ゾーンの守り方~ストレートゾーン・マッチアップゾーン・スライディングゾーン~

今回はゾーンディフェンスの守り方についてです。
よく「マンツーができないチームにゾーンなんかできない」という理由で、ゾーンをやらないチームがあります。
しかし、私は「ゾーンから学びマンツーに活かし、マンツーから学びゾーンに活かす」。
もしくは「練習のゾーンディフェンスから学び、試合のゾーンアタックに活かす」と思います。
ゾーンは能力で自分達に上回っているチームにも勝てる可能性がある守り方なので、練習でも試合でも積極的に取り入れることをお勧めします。
当チームでは練習ゲーム(スクリメージ)のうち1本は必ずゾーンをやるようにしています。
ゾーンはメリットがたくさんある分、デメリットも多いディフェンスとなります。
マンツーマンをベースに、ゾーンも取り入れるのが理想的です。

【ゾーンディフェンスのメリット】

〇常にヘルプがいる

マンツーだと三線が意識的にヘルプポジションに入らないといけませんが、ゾーンの場合はペイント付近にディフェンスが立っているので、ヘルプが常にいる形になります。
常にヘルプがいるので、ドライブに強いディフェンスとなります。

〇高さのミスマッチに対抗できる

ペイントエリアのディフェンス同士の距離が近いので、ポストのミスマッチに対してヘルプしやすい形となります。

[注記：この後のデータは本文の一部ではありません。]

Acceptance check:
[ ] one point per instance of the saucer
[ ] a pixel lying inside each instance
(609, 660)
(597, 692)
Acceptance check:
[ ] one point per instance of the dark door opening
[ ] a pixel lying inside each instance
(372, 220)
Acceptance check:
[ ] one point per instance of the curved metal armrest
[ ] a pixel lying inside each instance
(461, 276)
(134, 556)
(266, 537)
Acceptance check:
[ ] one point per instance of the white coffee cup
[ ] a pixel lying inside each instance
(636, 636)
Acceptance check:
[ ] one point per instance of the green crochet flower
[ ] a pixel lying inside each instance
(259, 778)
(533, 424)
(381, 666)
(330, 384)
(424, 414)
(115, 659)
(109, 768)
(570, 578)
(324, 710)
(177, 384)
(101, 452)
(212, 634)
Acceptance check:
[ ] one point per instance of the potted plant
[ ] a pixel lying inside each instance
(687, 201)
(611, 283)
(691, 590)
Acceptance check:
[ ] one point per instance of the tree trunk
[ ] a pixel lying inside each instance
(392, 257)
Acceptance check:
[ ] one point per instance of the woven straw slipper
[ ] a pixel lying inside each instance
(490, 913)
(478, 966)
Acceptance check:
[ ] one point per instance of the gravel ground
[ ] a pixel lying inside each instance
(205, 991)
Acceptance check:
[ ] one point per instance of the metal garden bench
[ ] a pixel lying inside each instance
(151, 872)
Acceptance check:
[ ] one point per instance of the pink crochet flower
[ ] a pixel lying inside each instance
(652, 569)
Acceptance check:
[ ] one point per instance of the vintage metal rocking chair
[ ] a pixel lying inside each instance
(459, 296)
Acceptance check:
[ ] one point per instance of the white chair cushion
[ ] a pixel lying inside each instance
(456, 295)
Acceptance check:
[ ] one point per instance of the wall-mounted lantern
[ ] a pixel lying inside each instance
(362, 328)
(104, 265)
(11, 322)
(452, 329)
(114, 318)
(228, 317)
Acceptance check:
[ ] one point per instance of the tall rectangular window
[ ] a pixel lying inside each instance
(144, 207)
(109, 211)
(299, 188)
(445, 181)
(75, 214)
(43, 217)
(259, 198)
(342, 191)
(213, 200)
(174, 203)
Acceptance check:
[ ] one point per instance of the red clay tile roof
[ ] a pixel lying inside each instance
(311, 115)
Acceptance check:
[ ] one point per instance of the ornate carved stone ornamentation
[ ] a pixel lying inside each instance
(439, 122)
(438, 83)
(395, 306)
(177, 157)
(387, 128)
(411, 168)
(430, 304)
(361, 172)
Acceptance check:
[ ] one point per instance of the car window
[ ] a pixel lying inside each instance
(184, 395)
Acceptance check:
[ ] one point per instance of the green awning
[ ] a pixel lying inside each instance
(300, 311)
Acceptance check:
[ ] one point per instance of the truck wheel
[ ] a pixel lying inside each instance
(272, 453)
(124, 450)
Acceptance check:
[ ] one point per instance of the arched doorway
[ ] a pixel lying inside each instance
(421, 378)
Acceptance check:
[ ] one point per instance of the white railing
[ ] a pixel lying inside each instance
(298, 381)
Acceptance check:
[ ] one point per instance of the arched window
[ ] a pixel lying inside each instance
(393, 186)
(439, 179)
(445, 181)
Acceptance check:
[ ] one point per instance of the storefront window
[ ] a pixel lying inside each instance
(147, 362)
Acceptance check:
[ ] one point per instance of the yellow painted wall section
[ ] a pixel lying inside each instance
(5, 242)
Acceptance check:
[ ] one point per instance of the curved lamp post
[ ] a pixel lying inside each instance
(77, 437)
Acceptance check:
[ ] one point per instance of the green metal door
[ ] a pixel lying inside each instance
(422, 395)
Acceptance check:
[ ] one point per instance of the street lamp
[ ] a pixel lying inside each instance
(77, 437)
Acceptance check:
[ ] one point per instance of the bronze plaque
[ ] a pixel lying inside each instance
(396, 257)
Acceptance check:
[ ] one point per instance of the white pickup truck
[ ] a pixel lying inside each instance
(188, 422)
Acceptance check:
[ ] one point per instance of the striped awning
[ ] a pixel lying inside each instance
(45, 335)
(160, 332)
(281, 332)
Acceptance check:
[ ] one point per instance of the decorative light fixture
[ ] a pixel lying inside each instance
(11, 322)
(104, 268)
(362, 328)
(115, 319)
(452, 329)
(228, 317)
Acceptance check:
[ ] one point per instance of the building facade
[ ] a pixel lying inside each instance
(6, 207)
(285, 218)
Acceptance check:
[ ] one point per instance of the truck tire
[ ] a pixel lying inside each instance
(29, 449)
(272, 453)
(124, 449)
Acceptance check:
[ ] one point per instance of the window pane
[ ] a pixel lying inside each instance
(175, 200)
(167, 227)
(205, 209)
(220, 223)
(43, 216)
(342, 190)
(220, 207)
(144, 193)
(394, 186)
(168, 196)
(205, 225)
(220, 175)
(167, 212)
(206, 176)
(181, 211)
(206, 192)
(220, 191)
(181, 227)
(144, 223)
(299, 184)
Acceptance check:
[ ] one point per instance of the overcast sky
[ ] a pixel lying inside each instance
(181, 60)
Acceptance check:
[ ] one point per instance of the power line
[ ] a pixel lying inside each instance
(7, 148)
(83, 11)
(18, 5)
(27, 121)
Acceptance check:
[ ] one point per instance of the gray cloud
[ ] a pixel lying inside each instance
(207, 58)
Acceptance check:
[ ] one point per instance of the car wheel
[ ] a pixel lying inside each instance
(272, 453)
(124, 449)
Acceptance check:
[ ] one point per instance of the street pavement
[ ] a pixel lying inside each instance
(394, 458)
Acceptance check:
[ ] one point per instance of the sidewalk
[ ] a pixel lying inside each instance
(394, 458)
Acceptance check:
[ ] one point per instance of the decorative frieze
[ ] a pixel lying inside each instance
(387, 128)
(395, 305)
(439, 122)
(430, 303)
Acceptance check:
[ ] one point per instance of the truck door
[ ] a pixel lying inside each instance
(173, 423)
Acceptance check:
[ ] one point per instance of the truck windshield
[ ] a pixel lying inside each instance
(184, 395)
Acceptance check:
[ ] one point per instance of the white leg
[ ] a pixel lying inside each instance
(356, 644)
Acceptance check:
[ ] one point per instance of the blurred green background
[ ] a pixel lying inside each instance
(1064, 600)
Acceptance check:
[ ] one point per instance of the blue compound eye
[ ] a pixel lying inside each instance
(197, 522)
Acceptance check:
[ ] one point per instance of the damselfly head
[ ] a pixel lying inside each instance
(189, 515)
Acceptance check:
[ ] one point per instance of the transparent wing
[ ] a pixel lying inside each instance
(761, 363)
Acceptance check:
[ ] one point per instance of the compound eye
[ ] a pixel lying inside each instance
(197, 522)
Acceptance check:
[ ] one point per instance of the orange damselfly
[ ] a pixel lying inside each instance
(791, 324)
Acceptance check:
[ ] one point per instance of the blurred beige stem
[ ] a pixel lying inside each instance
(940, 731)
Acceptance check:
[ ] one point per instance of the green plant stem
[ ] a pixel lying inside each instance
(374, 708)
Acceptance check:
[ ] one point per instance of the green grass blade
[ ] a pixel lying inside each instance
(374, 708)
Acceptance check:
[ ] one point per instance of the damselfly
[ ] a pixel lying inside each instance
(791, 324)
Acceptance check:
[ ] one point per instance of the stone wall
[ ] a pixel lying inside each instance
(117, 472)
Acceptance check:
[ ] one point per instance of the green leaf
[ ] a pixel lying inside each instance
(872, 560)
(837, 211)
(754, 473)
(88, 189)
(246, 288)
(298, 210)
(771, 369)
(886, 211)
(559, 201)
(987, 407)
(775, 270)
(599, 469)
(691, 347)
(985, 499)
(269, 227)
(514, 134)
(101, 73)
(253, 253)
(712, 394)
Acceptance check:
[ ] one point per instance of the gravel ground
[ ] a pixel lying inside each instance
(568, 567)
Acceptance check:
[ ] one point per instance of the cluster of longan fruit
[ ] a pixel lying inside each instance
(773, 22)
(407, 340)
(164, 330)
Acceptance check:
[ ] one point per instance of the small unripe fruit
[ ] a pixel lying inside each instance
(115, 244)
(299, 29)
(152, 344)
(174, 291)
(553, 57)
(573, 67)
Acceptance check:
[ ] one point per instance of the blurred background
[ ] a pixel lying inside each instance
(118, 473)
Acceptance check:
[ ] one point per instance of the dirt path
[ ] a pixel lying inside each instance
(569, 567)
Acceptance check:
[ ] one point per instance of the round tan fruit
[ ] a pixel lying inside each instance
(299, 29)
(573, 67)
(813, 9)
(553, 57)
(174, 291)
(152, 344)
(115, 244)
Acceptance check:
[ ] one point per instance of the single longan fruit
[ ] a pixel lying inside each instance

〇対ゾーンアタックを持っていないチームを混乱させられる

クラブチームには、普段からマンツーマンでしか練習していないチームが結構あります。
その場合、ゾーンを敷いた途端に、チームの連携が取れずに、自滅させることが可能となります。
また、マンツー→ゾーン→マンツーと変えることで、流れを変えることも可能となります。
ゾーンアタックでのピックプレイもありますが、クラブチームレベルだと練習不足から現実的には選択肢から外させることが可能となります。

【ゾーンディフェンスのデメリット】

〇ギャップに弱い

位置を守る都合上、意図的にオーバーロードされると数的有利(アウトナンバー)を作られてしまいます。
数的優位を使ってギャップに立たれると、オープンのミドルや3Pを撃たれる可能性があがります。
特にシューターがいるチームに対しては、陣形を崩してでもシュータを優先して守る必要もあります。

〇引継ぎが難しい

コミュニケーションが取れないチームだと、オフェンス一人に対して二人ついたりと、マッチアップの受け渡しがうまくいかずに、フリーの選手が生まれてしまう可能性があります。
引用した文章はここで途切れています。